Der Ausdruck Bach-Renaissance bezeichnet die Entdeckung der Bedeutung Johann Sebastian Bachs als musikepochales Phänomen im 19. Jahrhundert. In dieser Renaissance wurzelt die Anerkennung des musikalischen Werkes, seine Erforschung, Pflege und Praxis bis zum heutigen Tag.

Nach dem Tod Johann Sebastian Bachs wurden dessen Werke immer weniger zur Aufführung gebracht. Sie wurden für Publikum und Musiker gleichermaßen als schwierig empfunden und verschwanden immer mehr aus dem öffentlichen musikalischen Gedächtnis. Während der Wiener Klassik machte Gottfried van Swieten, ein Mäzen Mozarts, diesen mit einigen Manuskripten Bachs bekannt, und auch Haydn und Beethoven waren Teile von J. S. Bachs Schaffen zumindest noch vertraut.

Es ist in besonderem Maße das Verdienst der Sing-Akademie zu Berlin im 19. Jahrhundert, besonders durch das Wirken ihres zweiten Direktors, Carl Friedrich Zelter, den eine langjährige und innige Freundschaft zu Johann Wolfgang von Goethe verband, Bach dem allgemeinen Vergessen entrissen zu haben.

In der Pflege des musikalischen Werks Johann Sebastian Bachs und darin, die geistliche Musik einem bürgerlichen Publikum außerhalb der Kirche zugänglich gemacht zu haben, die ernste Musik gepflegt und somit einen Übergang von der höfischen Musikkultur zur bürgerlichen Musikpflege ermöglicht zu haben, bestand die große musikgeschichtliche Bedeutung der Chorvereinigung.
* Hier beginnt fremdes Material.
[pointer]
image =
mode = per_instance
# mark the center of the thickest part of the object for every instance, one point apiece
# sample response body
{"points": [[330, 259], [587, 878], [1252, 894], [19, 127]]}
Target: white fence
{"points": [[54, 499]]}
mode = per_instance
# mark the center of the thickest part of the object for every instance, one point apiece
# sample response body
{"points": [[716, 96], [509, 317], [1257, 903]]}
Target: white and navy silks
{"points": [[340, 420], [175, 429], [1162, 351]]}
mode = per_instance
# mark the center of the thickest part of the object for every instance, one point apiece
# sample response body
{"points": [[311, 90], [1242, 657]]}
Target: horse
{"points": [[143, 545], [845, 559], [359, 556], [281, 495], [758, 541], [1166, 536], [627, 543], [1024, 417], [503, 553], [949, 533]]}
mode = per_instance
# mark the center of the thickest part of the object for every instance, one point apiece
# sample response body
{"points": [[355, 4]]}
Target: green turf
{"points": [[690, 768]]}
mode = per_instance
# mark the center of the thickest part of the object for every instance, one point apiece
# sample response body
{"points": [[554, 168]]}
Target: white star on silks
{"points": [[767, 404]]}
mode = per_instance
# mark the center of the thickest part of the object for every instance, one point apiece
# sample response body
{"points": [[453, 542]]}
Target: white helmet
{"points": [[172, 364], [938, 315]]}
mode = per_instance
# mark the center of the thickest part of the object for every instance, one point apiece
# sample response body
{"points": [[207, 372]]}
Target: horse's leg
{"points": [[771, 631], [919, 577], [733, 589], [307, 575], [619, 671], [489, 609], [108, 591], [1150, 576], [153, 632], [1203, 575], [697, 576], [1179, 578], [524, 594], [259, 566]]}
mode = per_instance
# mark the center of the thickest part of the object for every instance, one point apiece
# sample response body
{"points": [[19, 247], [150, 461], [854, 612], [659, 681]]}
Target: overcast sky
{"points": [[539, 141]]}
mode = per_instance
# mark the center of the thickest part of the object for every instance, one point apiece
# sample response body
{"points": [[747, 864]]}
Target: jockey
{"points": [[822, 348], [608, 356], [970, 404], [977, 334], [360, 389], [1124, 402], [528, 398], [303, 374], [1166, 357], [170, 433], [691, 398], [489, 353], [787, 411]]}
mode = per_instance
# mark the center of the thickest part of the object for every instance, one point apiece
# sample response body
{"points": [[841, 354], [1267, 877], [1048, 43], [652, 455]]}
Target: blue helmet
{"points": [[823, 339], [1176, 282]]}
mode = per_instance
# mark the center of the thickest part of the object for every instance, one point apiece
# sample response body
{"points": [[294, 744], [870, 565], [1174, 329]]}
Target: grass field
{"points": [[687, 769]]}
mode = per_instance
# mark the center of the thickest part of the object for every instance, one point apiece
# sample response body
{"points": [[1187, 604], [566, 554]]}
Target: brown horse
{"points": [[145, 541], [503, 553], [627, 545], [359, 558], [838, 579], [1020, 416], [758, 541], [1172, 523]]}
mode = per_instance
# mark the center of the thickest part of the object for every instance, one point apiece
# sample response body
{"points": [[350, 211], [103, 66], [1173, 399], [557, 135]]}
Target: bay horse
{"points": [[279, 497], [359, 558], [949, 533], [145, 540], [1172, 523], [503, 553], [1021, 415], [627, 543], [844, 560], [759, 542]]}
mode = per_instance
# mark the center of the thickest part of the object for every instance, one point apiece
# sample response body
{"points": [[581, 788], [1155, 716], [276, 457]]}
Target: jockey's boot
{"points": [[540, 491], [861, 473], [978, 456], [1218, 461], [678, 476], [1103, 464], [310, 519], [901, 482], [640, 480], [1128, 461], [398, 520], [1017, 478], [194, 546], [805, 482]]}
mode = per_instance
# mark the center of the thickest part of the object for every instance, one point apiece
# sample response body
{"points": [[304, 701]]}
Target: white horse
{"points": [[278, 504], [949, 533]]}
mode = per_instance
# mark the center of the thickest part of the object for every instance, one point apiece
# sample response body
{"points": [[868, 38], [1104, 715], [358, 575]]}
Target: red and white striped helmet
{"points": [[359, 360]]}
Bereits nach deren Entstehung 1791 wurden durch ihren Gründer Carl Friedrich Christian Fasch kleinere Werke Bachs seit 1794 einstudiert und später auch zur Aufführung gebracht. Als sein Amtsnachfolger vertiefte sich Zelter in Bachs Werk, so dass auch sein Schüler Felix Mendelssohn Bartholdy darauf aufmerksam wurde.

In der Sing-Akademie fand am 11. März 1829 jene legendäre Wiederaufführung der Matthäuspassion von Johann Sebastian Bach unter dem 20-jährigen Felix Mendelssohn Bartholdy statt, die Bach wieder in das Bewusstsein der Öffentlichkeit brachte und eine Bach-Renaissance breitesten Maßstabs einleitete.

Unter dem dritten Direktor Carl Friedrich Rungenhagen wurden erstmalig nach Bachs Tod am 21. Februar 1833 auch noch die Johannespassion, am 20. Februar 1834 (1. Teil) sowie am 12. Februar 1835 (2. Teil) die Messe in h-Moll wieder aufgeführt, unter Rungenhagens Nachfolger Eduard Grell am 17. Dezember 1857 das Weihnachts-Oratorium.